Morrissey didn’t sell out the Garden, but the venue was mostly full. He still has a devoted fan base diverse in age, nationality, and sexuality, and, at 56, he’s singing better than ever, with more power and greater technique than in his youth. He also was in good spirits, alluding to the week’s Supreme Court same-sex marriage ruling: “It’s an historic week in the United States. Good times for a change”.

You would think, though, that someone who has been performing as long as Morrissey has would know how to pace a show. At the Garden, the many slow and mid-tempo numbers tended to bleed into each other, inducing tedium. An audience that had been fired up when the show started became progressively less enthusiastic as the set wore on. Morrissey could have mixed well-known and much-loved songs, from the Smiths’ and his solo catalog, with the newer and less familiar tracks. Since he has yet to find a melodist as good as his old Smiths compere Johnny Marr, we heard too many plodding tuneless ones.

(These days, if you want to hear Smiths classics, you’re better off with Marr, who peppers his sets with them. At a New York show earlier this year, he and his excellent band played six, including a “How Soon Is Now?” that brought the house down.)

The show did surprise by being intensely political; from the pre-set video projections to the song selections and the videos that accompanied them, Morrissey pulled no punches when it came to his views. Before he and the band appeared, a video montage featured early ’60s homoerotic iconography (pretty, butch boxers), scenes from the 1977 miners’ strike in Britain, Morrissey’s “tribute” to a certain deceased female prime minister (“Margaret Thatcher is dead — LOL”), concluding with the great drag artist Lypsinka miming to a woman’s screams.

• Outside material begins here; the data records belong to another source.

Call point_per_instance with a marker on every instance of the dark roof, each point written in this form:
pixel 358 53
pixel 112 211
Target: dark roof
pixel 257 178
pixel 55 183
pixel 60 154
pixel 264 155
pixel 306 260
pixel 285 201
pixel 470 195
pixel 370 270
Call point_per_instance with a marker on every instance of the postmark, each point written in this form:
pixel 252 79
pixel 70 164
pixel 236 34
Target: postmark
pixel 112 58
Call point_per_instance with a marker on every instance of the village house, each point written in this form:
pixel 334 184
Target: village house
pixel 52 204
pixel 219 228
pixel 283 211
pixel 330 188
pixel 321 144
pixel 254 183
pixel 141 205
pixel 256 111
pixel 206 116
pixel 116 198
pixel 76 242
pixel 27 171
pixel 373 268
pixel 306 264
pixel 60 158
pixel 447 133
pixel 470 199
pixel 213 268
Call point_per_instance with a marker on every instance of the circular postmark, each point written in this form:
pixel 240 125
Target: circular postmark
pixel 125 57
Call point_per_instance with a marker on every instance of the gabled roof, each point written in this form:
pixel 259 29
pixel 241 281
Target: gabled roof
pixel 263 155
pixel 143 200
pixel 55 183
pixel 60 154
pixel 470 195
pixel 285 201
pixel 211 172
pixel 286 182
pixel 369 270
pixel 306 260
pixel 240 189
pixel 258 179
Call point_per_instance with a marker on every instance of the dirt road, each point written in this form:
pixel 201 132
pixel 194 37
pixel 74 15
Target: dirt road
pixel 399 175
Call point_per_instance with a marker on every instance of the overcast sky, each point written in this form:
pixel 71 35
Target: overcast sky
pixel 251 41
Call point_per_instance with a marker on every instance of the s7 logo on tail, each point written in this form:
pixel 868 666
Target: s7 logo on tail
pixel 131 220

The videos during the show, though, were disturbing — scenes of horrific police violence against people and animals for “Ganglord” and later, a compilation of slaughterhouse scenes for “Meat Is Murder”. The images in the latter video were so ghastly that audience members looked away, stared intently at their phones, or left the room (perhaps to buy one of the vegan snacks sold by the Garden’s concessions that night, at Morrissey’s request). After four-minutes-plus of animals being stunned, slashed, and hacked to pieces, the video concluded with a challenge: “Now that you know, what’s your excuse?”

Morrissey’s commitment to veganism and animal rights is admirable, but the anti-meat video pretty much killed the show, even though there were a few more numbers to come. That, and the fact that “Meat Is Murder” is a lousy song, one of the worst in the Smiths’ repertoire, a droning dirge that defeats its own purpose by being so unlistenable.

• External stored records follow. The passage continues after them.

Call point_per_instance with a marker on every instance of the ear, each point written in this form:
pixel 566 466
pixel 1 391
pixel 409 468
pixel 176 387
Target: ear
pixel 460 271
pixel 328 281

The show ended with “Now My Heart Is Full”, from the album Vauxhall and I . Morrissey sang it with full-throated passion, and at the end, he ripped off his shirt and tossed it into the crowd. (His middle-aged torso is buff, but appears to be devoid of the hair he once proudly displayed.) A nice moment, but it couldn’t lift the pall that descended with “Meat Is Murder”.

For sheer pleasure, though, you couldn’t beat the opening act, Blondie. Their too-short set was all hits, and the band delivered them with power and precision, driven by one of the greatest drummers in the history of rock, Clem Burke. Debbie Harry, a bit more zaftig than in years past, was in excellent voice, and she plainly was having a great time. Her song intros often were delightful – setting up one of the band’s biggest hits, she said, “If tomorrow you don’t know how to find the Pride parade, just … call me!” The set’s closer was a joyous “The Tide Is High”, the reggae number by the Paragons that Blondie covered in 1980, with a brass band joining the sextet and Harry draped in a rainbow flag.

The punk icon, who turns 70 this year, could teach the headliner a lot, especially how to make your worldview and aesthetic entertaining, instead of off-putting.